Cal State Trustees Approve 9 Percent Tuition Hike
LONG BEACH, Calif. (AP) California State University trustees have approved a 9 percent tuition hike despite a demonstration that ended in a struggle between police and protesters.
Assistant Chancellor Robert Turnage says the trustees reconvened elsewhere as the demonstration occurred at the doors of the Long Beach meeting room and they voted 9-6 in favor of the increase.
The hike will raise student costs $498 to $5,970 a year.
Three people were taken into custody during the demonstration and an officer suffered a cut arm when a door shattered.
University officials said the proposed tuition increase for 2012-2013 is necessary because of continuing cuts in state funding. The CSU budget has been slashed by $650 million in recent years and another $100 million cut is possible next month.
The board plans to ask the Legislature for an additional $138.3 million in state funding. If approved, the tuition hike wouldn’t be needed.
Lt. Gov. Gavin Newsom, a member of the CSU board of trustees, said he opposes a tuition hike.
“We have an obligation to our students and their families to send a strong message to Sacramento that our higher education system and economy cannot meet its potential unless this catastrophic trend is reversed,” he said.
There are about 412,000 students enrolled at Cal State campuses.
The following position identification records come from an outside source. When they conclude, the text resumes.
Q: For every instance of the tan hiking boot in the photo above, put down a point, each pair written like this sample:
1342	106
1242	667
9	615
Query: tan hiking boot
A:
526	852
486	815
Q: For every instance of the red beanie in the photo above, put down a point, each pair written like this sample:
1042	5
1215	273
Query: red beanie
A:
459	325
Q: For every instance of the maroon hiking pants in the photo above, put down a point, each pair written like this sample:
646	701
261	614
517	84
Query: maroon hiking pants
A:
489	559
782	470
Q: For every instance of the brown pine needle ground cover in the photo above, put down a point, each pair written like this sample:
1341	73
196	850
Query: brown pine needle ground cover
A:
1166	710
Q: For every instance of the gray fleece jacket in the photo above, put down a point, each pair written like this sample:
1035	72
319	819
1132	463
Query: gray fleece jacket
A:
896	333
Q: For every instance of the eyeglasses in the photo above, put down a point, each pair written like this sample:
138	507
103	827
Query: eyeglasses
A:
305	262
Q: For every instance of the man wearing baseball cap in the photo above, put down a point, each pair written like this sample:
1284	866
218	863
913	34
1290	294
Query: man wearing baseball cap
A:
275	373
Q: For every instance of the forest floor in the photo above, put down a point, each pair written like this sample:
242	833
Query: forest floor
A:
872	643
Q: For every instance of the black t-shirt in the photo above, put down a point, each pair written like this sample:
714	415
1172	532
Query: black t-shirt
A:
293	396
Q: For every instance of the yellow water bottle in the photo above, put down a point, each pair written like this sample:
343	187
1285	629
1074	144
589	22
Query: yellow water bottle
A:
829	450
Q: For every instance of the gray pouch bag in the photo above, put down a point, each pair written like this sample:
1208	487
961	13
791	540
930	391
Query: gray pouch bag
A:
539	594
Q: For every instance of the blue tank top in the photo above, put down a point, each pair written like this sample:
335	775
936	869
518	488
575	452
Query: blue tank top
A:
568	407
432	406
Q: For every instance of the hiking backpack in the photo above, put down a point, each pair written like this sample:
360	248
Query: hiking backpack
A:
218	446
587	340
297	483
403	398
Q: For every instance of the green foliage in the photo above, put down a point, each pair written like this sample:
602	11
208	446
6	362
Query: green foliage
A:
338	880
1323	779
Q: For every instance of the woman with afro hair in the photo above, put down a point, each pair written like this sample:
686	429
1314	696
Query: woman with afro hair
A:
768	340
Cal State officials said the availability of financial aid means about 45 percent of the university system’s students won’t be impacted by the tuition hike.
Tuition rose 23 percent and enrollment was slashed by 10,000 students in the past two years because of the cuts in state funding.
The tuition hike vote came as faculty from two campuses made plans to walk off the job Thursday to protest Cal State’s withholding of contractual pay raises for faculty members.